Nach dem Auftakt des Film-und Diskursfestivals Ende September im Goethe-Institut in Taschkent, startet der zweite Teil in Berlin im Haus der Kulturen der Welt (HKW) und im SİNEMA TRANSTOPIA. Ausgangspunkt von Destination: Tashkent sind Konzept und Geschichte des Tashkent Festival for Asian, African and Latin American Cinema, das zwischen 1968 und 1988 Filmemacher*innen verschiedenster Nationen in Usbekistan willkommen hieß. Das damalige Festival war nicht nur ein Schauplatz für das Kino der Sowjetunion und der sogenannten blockfreien Staaten, sondern auch ein Ort der Geselligkeit und der Zusammenkunft für den kritischen Austausch.
Abb. oben: Filmstill aus Tashkent 58-88 von Zumrad Mirzalieva.
Mit der Vorführung von historisch relevanten Filmen lässt Destination: Tashkent den Geist des ursprünglichen Festivals in Berlin wieder aufleben. Dessen Rolle als Plattform für den transnationalen Dialog wird aus einer aktuellen Perspektive und mit einem diskursiven Begleitprogramm neu ausgelotet. Darüber hinaus schlagen zwei Kurzfilmreihen mit Werken zeitgenössischer Filmemacher*innen aus Zentralasien und einer in Berlin ansässigen Diaspora eine Brücke in die Gegenwart.
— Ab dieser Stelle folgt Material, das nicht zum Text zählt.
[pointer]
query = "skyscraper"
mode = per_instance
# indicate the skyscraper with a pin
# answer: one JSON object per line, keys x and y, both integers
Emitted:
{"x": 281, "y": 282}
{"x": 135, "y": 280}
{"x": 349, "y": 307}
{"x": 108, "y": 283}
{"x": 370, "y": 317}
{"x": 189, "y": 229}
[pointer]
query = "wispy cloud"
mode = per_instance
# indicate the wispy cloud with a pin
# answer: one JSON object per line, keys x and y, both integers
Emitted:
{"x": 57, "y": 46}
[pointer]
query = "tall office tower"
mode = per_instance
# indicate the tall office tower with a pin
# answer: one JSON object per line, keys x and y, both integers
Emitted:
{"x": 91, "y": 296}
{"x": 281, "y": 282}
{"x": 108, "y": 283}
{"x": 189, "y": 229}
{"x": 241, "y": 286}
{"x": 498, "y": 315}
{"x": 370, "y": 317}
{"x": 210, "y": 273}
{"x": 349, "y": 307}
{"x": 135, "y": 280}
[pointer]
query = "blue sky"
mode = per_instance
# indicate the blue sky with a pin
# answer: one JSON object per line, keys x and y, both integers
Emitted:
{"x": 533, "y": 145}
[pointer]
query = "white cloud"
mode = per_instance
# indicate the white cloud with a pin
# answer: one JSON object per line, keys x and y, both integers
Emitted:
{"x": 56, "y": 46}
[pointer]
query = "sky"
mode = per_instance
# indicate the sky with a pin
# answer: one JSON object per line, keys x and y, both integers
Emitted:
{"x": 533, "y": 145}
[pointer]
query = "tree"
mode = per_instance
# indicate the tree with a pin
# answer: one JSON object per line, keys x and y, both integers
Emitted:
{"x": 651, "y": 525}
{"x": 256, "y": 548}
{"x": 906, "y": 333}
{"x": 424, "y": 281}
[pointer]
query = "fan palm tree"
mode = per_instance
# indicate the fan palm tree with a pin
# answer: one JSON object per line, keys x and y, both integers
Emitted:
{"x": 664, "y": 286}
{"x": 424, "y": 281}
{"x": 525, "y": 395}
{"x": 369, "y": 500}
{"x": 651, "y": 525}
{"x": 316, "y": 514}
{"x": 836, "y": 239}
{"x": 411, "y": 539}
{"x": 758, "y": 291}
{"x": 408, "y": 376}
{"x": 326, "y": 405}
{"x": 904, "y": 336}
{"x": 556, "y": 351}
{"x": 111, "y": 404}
Begleitend zum Festival erscheint der Destination: Tashkent–Reader mit Texten und Gesprächen, Archivfunden und Ergebnissen der Recherchen vor Ort. Der Reader wird am 1. Dezember im HKW im Rahmen des Festivals vorgestellt wird.
Programm
Mi., 27.11.2024
19:00
Eröffnung
Grußworte von Bonaventure Soh Bejeng Ndikung (HKW), Johannes Ebert (Goethe-Institut), und Maren Niemeyer (Goethe-Institut Usbekistan), Can Sungu (HKW)
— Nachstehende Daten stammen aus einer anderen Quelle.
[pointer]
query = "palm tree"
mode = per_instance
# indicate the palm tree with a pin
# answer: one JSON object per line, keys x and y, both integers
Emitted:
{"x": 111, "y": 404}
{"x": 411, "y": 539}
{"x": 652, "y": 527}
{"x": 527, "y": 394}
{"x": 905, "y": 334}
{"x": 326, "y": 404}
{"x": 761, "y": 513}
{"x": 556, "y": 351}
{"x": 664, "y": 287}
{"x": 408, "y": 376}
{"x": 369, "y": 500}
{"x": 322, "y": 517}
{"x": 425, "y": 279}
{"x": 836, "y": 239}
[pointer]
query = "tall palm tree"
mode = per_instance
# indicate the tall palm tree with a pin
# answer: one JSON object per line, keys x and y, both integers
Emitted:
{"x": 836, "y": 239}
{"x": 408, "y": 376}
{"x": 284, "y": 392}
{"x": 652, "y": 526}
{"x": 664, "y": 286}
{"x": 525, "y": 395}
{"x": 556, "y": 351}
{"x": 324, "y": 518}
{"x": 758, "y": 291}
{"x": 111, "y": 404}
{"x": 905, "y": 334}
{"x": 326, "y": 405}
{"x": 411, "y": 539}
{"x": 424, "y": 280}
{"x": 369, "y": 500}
Miriam Makeba Auditorium (HKW)
Eintritt frei
19:30
Film: Emitaï (Gott des Donners)
R: Ousmane Sembène, 1971, Senegal, 103‘, Wolof, Diola,
Französisch mit englischen Untertiteln, mit Live Übersetzung
ins Deutsche
Während des Zweiten Weltkriegs rekrutiert das Vichy-Regime Männer aus den französischen Kolonien. Der Widerstand in einem Diola-Dorf im Senegal entwickelt sich unter dem erbarmungslosen Druck seitens der kolonialen Herrschaft zum Aufstand und endet in einer Tragödie. Ousmane Sembènes filmische Erzählung verfolgt die stufenweise Zuspitzung des Konflikts mit dem Fokus auf die Dorfbewohner*innen. Ihre dramatische Stärke schöpft sie jedoch nicht aus den Schicksalen der einzelnen Protagonist*innen, sondern aus dem fatalen Zusammenprall der eingespielten Lebensordnung des Dorfes mit der Ignoranz, Respektlosigkeit und Aggression der ‚weißen‘ Kolonialisten. So wie der Dorfälteste seine Hoffnung nicht an Emitaï, den Gott der Veränderung richtet, sondern an den Aufstand, richtet Sembène seine Hoffnung an die junge Generation.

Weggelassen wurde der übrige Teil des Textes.